You will be able to hear stories of individual prisoners, such as that of Yakov Dzhugashvili, son of Joseph Stalin, and of Georg Elser, who attempted to assassinate Hitler in 1939. High-profile prisoners at the camp also included a group of British Royal Marines commandos, who were forced to test German army equipment.
Your guide will explain how, as the war moved into its final phase, an unprecedented campaign of mass killings began, culminating in weakened survivors being forced into “death marches” away from the camp. The Soviet liberators then transformed Sachsenhausen into an internment camp for German prisoners of war and suspected war criminals, with some 60,000 inmates passing through the camp between 1945 and 1950.

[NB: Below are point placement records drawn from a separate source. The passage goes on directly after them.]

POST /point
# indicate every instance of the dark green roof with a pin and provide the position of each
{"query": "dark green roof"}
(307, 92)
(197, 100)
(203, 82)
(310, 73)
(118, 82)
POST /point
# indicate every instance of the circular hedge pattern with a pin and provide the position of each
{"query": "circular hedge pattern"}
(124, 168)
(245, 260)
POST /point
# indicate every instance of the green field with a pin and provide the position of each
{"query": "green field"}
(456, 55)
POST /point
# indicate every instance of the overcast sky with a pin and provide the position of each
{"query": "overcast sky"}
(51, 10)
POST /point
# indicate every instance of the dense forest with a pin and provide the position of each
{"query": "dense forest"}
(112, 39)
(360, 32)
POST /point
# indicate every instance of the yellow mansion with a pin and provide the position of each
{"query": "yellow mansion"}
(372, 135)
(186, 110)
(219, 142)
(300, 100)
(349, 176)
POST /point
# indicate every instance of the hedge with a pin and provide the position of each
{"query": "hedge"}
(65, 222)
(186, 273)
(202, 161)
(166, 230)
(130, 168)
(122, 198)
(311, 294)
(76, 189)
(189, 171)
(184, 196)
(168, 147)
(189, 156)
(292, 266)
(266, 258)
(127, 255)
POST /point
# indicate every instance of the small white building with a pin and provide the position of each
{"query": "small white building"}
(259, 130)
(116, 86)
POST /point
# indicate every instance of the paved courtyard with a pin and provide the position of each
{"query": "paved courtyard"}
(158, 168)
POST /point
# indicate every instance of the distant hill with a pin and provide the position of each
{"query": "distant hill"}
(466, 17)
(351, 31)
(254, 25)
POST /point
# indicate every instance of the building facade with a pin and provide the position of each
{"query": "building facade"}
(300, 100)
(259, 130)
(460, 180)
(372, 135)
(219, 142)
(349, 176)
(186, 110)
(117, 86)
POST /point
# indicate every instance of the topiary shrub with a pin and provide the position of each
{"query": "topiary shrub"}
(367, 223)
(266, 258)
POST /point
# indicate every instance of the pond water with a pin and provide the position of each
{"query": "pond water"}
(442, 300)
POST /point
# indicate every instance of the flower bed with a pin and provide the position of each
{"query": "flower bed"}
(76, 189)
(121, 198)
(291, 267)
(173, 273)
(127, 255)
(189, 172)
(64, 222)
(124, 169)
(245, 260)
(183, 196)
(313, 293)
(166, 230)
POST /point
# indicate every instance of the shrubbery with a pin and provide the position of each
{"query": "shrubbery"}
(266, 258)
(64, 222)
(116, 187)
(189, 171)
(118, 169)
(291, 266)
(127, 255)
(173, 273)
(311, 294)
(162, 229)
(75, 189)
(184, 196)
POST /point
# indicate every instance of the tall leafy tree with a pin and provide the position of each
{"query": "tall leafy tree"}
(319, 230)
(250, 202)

It was not until 1961 that the East German authorities established a memorial here, and the tour concludes with a discussion of the way in which this dark past is commemorated by Germany today.

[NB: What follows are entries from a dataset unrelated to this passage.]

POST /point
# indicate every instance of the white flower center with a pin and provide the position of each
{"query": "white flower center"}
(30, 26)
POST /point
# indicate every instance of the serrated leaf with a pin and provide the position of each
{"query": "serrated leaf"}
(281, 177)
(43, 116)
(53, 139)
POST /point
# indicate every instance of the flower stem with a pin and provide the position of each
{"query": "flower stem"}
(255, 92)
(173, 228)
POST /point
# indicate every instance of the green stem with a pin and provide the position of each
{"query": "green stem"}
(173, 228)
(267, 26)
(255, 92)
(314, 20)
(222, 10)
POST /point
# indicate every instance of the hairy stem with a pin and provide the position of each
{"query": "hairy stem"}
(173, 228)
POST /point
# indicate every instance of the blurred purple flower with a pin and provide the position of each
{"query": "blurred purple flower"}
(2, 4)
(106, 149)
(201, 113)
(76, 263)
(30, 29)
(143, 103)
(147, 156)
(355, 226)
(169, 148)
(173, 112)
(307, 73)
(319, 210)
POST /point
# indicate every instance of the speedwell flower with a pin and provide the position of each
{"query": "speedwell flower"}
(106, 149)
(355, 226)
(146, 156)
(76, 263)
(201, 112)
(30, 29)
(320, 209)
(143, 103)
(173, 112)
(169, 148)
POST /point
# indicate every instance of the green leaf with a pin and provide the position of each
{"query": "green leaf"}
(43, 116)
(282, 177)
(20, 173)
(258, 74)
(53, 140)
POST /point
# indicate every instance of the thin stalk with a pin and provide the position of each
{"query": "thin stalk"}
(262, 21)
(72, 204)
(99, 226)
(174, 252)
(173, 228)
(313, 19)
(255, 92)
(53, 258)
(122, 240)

The tour guide will accompany you back to central Berlin – either to Friedrichstraße train station or the Hauptbahnhof (central train station), depending on which route is most convenient on the day.
Insider Tour Berlin donates €3 per visitor to the Sachsenhausen Memorial authority for the upkeep and promotion of the site.
This itinerary is intended to give you a general idea of our route on this tour. You can expect to see and hear stories about all of these sites, as well as many more! Please be aware that the route is subject to change on any given day, should unforeseen circumstances arise.